Julia Frugoli jfrugoli at BIO.TAMU.EDU
Mon Sep 21 16:11:34 EST 1998

OK, I admit I have a bias here (I work in this 
system), but in the discussion on symbiosis, no one 
has mentioned Medicago truncatula, the diploid 
alfalfa that's revolutionizing nitrogen fixation 
genetics (see "Model legumes get the Nod" Plant Cell 
9:275-281).
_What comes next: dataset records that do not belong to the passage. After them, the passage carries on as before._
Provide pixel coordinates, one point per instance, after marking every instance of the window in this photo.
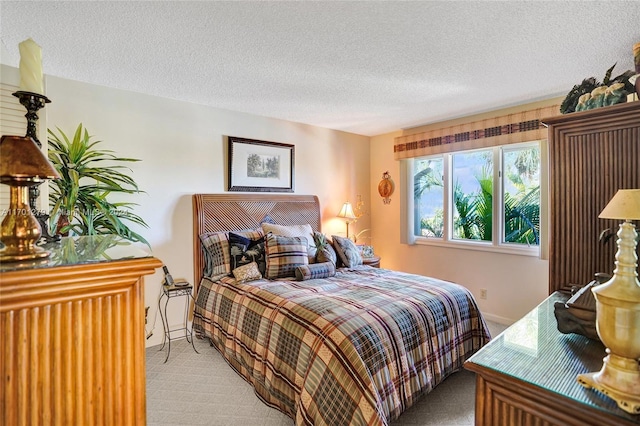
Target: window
(487, 198)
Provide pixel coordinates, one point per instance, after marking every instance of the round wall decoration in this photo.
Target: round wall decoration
(386, 187)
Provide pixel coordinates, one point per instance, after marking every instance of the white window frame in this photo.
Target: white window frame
(496, 245)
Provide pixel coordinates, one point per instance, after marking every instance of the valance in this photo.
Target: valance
(511, 128)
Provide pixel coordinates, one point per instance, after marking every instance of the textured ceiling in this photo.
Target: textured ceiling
(362, 67)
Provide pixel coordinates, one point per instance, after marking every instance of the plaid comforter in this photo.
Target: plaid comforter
(355, 349)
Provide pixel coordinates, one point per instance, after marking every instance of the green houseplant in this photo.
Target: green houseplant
(88, 176)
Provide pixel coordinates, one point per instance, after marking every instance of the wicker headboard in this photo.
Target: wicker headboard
(229, 212)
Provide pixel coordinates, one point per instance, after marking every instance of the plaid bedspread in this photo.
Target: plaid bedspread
(355, 349)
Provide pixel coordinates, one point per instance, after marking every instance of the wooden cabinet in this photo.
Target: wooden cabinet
(526, 376)
(592, 154)
(371, 261)
(73, 346)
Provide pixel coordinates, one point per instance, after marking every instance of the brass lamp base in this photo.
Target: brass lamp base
(619, 379)
(38, 253)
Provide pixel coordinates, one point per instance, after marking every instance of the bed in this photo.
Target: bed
(356, 348)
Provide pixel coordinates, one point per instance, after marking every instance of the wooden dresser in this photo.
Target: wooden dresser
(526, 376)
(72, 331)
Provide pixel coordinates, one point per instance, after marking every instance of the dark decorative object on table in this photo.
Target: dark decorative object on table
(578, 314)
(592, 94)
After scarification (we treat for 12 
minutes with straight H2SO4, followed by 2 hours in 
sterile H2O) truncatula seeds germinate in 3 days (2 
days in the cold, followed by one day at RT).  We 
grow them in hydroponic conditions, because we are 
looking at nodulation genes, so I'm not sure how the 
following would translate to soil, but the symbiont 
is Rhizobium meliloti, the same bacterium that forms 
a symbiosis with Medicago sativa (commercial 
tetraploid alfalfa).  5 days after placing the 
germinated seedlings in the tank, we inoculate them 
with a log phase culture of Rhizobia, and 10 days 
later nodules are fully formed.  This is the kind of 
time scale that might be adaptable to lab.  The 
plants take 3 months seed to seed, so it might even 
be possible over the course of a term to see a 
difference in nodulated vs non-nodulated plants.